Banks made 15.8% more SARs this year than last, contributing a full 82.18% of all SARs. And why is this? Well, “the robust stance of banking industry regulators towards financial crime both in the UK and globally may have been a major influence on the volumes of SARs reported by banks”, apparently. For “robust stance” read “stonking great fines”. Congratulations all round in the casino sector, whose members have made 12.1% more SARs this year: “Continued work by the Gambling Commission with British casinos to drive up AML standards, and partnership with the NCA in a bid to drive up reporting standards within the industry, may account for the growth in SARs.”
On the other hand, the number of SARs submitted by money service businesses has decreased, “with the market constricting following the ‘de-risking’ in this sector by financial institutions [such that] the number of principal MSBs (those who would report) is down by 21%”. Accountants are also reporting less, and earns a lightly veiled threat: “The UKFIU is currently working with the regulators/supervisors of this sector which will examine these reductions.” Lawyers likewise: “The Solicitors Regulation Authority (SRA) has embarked upon a schedule of activity with solicitors and firms focusing on AML compliance.

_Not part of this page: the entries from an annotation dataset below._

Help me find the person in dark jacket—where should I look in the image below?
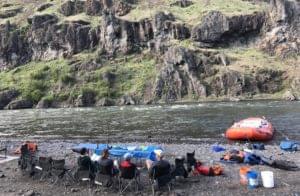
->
[99,149,118,176]
[149,150,171,179]
[77,148,95,178]
[120,153,139,179]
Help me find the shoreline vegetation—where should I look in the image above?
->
[0,0,300,109]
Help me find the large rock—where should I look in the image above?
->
[0,22,31,70]
[60,0,85,16]
[192,11,265,45]
[0,90,20,109]
[255,69,284,93]
[6,99,33,110]
[260,0,300,58]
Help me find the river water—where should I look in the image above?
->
[0,101,300,141]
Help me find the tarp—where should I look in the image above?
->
[72,143,162,159]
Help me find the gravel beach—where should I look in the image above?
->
[0,140,300,196]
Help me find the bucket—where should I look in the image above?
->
[247,170,258,189]
[261,171,274,188]
[240,166,250,185]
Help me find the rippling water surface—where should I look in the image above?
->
[0,101,300,139]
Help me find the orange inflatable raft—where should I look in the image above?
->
[225,118,274,141]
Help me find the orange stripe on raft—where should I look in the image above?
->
[225,125,273,140]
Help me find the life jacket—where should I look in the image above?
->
[193,162,224,176]
[221,150,245,163]
[15,142,38,154]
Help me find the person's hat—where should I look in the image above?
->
[123,152,132,161]
[154,149,164,157]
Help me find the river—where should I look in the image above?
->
[0,101,300,141]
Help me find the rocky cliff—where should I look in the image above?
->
[0,0,300,109]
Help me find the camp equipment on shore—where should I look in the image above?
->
[247,170,258,189]
[240,166,250,185]
[15,141,38,154]
[225,118,274,140]
[261,171,274,188]
[72,143,162,159]
[280,140,300,151]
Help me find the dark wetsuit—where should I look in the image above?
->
[149,160,171,179]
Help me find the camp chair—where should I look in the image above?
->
[51,159,75,186]
[0,147,7,159]
[18,144,36,175]
[119,166,140,194]
[172,157,188,179]
[74,167,93,188]
[150,167,172,196]
[34,157,52,181]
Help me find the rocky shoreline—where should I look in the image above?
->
[0,140,300,196]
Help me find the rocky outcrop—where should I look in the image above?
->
[75,89,96,107]
[192,11,265,46]
[153,47,225,102]
[0,8,23,18]
[36,3,53,12]
[0,90,20,110]
[260,0,300,58]
[255,69,284,94]
[171,0,193,7]
[60,0,85,16]
[36,98,53,109]
[0,22,30,70]
[6,99,33,110]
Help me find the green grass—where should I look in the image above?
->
[0,59,69,102]
[123,0,267,25]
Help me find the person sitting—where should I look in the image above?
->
[146,149,162,170]
[120,153,139,179]
[99,149,118,176]
[172,156,188,178]
[149,150,171,179]
[77,148,95,178]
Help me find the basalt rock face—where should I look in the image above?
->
[260,0,300,58]
[153,47,218,102]
[192,11,265,46]
[28,15,100,60]
[0,22,30,70]
[0,90,20,109]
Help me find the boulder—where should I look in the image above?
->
[0,21,31,70]
[75,89,96,107]
[6,99,33,110]
[60,0,85,16]
[259,0,300,58]
[36,98,53,109]
[192,11,265,46]
[171,0,193,7]
[0,90,20,109]
[119,95,137,105]
[36,3,53,12]
[96,98,116,106]
[255,69,284,93]
[282,90,297,101]
[28,14,58,29]
[0,8,23,19]
[85,0,103,16]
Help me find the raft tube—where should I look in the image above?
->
[225,117,274,141]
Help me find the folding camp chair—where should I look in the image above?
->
[74,167,93,188]
[51,159,75,186]
[119,166,140,194]
[0,147,7,159]
[34,157,52,181]
[150,168,173,196]
[18,144,36,175]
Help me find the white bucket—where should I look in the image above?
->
[261,171,274,188]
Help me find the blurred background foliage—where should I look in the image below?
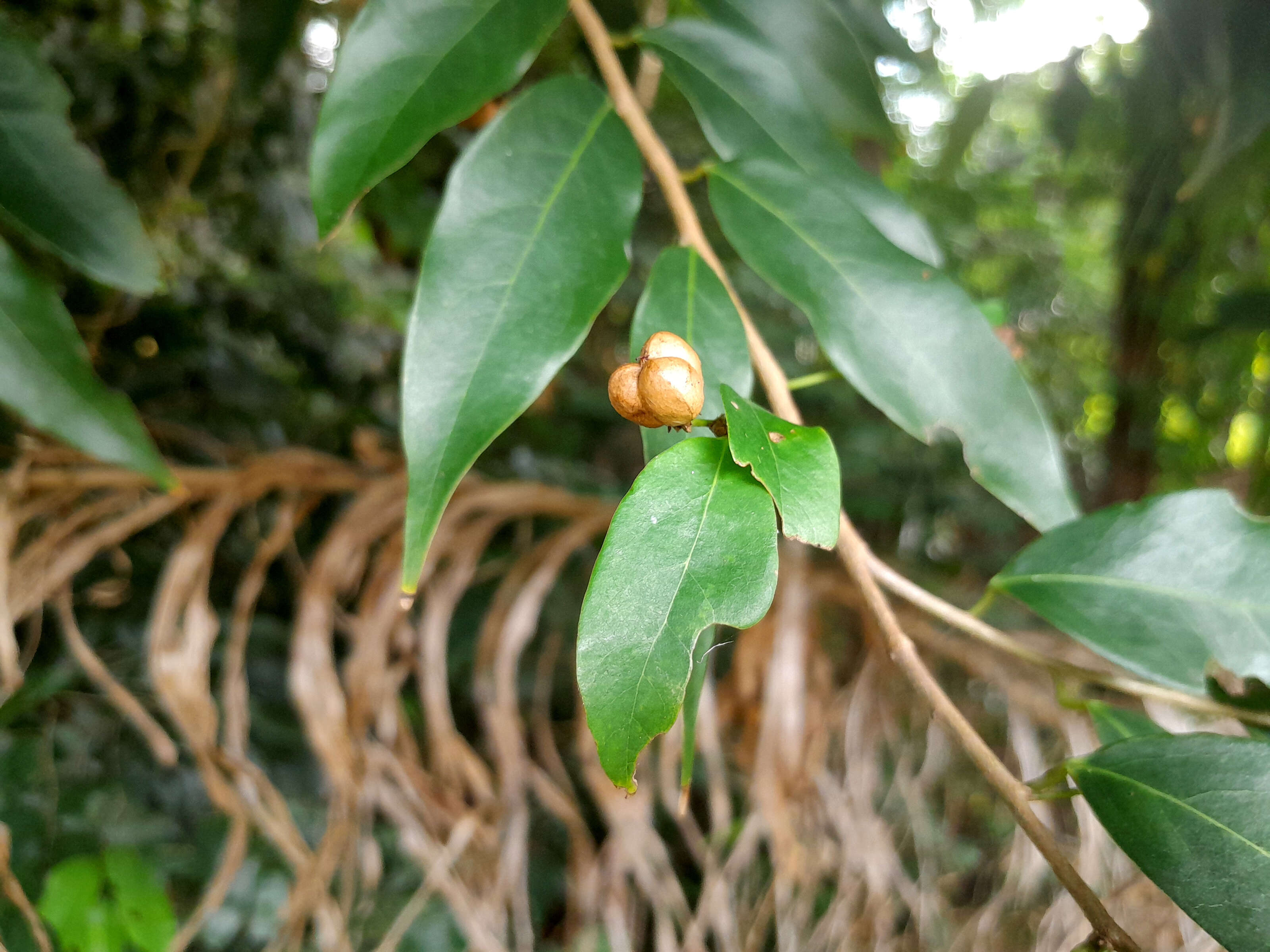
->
[0,0,1270,950]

As part of this work the SRA intends to try and understand why the number of SARs has reduced and will be working with key partners to do this.”

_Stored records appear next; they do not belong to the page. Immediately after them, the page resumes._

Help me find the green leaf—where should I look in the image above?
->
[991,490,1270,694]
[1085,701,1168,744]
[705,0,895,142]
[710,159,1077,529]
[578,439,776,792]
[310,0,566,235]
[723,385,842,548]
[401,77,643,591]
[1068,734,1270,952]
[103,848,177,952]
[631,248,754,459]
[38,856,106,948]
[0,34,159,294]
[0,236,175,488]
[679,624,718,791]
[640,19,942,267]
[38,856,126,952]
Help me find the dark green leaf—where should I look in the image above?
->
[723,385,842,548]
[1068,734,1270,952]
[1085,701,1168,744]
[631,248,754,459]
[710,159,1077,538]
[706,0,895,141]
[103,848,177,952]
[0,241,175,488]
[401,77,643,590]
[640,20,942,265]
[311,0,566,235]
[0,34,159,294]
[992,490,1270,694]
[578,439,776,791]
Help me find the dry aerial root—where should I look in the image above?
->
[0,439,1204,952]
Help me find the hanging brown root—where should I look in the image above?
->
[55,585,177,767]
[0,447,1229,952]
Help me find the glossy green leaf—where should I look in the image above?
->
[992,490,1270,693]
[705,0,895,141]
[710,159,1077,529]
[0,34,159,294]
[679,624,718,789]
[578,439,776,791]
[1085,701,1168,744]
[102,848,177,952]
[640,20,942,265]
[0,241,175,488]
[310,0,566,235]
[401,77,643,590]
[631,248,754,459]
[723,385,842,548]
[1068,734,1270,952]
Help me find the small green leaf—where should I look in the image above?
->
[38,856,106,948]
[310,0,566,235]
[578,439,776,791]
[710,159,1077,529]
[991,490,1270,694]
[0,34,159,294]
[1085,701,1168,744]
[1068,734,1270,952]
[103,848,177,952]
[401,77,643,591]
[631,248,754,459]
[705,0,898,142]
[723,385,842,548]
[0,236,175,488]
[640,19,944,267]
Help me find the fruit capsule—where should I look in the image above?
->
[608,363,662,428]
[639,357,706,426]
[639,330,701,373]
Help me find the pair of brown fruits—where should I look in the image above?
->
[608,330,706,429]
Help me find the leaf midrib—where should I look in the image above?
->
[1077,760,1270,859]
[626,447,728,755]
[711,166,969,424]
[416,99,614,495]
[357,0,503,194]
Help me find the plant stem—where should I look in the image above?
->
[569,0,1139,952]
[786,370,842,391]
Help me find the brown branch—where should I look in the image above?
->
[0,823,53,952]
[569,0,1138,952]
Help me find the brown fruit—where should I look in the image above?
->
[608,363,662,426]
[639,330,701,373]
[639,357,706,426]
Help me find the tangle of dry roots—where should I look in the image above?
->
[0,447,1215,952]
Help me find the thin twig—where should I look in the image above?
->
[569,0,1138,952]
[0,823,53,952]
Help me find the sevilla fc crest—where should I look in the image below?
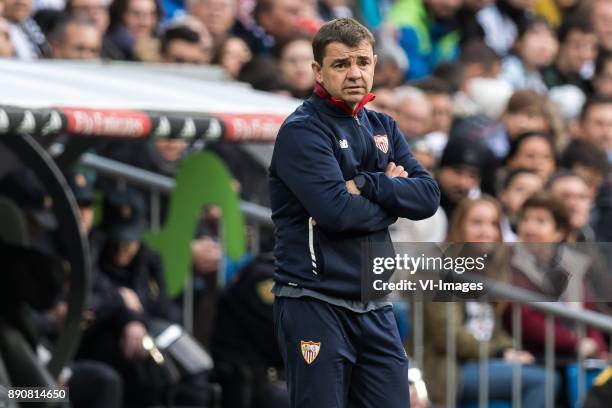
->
[374,135,389,154]
[300,340,321,365]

Bald reporting figures are not the whole story, of course, and far be it from me to suggest in any way that SARs should be made simply to keep the numbers up. But given the amount of money that moves through their relationships with their clients, it does seem unlikely that only 8,540 incidents would happen – across all of the UK’s lawyers and accountants in a whole year – that would be worthy of a SAR. Just the quickest Google search suggests that there are over 300,000 accountants and about 120,000 lawyers practising in the UK, so that’s (hold on: reaching for calculator) 420,000 professionals making 8,540 SARs… which means only two-hundreths of a SAR per professional across the whole year. So they would need to work for fifty years to make a single SAR each. Can’t be right. Probably my maths gone wrong. Let’s hope so, anyway.